In August 2022 I had the great honour of joining the 14,000-strong team of volunteers at the Birmingham 2022 Commonwealth Games. The opportunity first came to my attention through, of all things, an Instagram ad about a year before, and I applied on a whim (“oh sweet, I’ve got digs in Leamington Spa, should be simple enough”). The process was incredibly long and drawn out, but not arduous, involving just an interview and two half days of training. My interview took place at Birmingham Library in February, and is actually a fond memory, because I spent the afternoon after I was done studying in York’s cafe and generally enjoying the city atmosphere. Finally, I received my uniform in the post in July (and what a dashing outfit that was).

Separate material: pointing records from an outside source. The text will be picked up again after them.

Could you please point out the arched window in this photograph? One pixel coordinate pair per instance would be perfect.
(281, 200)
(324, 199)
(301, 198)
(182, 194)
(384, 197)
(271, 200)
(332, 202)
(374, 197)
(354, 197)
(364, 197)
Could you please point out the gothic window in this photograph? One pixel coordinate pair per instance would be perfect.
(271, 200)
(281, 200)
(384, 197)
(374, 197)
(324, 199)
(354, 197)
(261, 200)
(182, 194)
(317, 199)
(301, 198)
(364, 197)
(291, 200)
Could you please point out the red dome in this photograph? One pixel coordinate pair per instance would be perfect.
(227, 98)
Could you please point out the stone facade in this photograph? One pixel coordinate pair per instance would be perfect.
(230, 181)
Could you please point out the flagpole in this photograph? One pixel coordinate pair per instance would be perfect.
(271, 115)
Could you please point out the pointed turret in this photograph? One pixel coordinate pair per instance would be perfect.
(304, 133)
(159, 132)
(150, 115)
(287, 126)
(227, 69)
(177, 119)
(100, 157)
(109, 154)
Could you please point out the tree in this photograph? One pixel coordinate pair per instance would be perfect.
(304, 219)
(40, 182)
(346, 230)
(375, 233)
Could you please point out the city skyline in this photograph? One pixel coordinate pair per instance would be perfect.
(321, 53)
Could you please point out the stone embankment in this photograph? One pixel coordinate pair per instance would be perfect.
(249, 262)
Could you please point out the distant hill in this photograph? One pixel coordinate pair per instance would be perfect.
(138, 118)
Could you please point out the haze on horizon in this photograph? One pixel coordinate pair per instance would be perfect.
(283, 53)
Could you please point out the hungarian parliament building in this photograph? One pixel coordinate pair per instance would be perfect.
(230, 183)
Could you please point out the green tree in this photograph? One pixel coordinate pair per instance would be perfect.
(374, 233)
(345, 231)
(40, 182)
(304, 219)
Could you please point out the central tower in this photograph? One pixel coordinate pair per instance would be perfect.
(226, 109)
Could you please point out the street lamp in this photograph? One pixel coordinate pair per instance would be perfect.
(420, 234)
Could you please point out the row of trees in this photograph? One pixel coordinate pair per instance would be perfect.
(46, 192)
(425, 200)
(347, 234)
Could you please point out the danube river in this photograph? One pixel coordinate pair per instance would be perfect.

As it happened, the lease on my house in Leamington, where I live during term time, ended on 31st July and my first shift was 1st August, which meant I had some organisation to do! I was quite chuffed with myself for booking a room in some student accommodation for the week – it came out to around £250, which is the nightly rate for some hotels! I liked this option as I had the freedom to come and go, my own (very large) space, and the ability to prep my own food. A week of restaurant meals just wasn’t practical or affordable. I went with IQ Student Accommodation simply because it was the easiest to book out of a bunch of Google search options, but there are other companies. I ended up in a decent location, outside of the centre but with regular buses to and from. I could picture being a student living there full time – although I do prefer the town life and accessible shops in Leam. The room itself was a lovely space – far more luxurious than what most people would picture as student accommodation! A kettle and toaster might have been nice, so I could have made a brew, but maybe they’d just been taken out of the rooms for the summer. I feel for the students if they have to source their own on top of everything! I do highly recommend this option though for short-term self-catered accommodation. Just remember bedding and toilet roll.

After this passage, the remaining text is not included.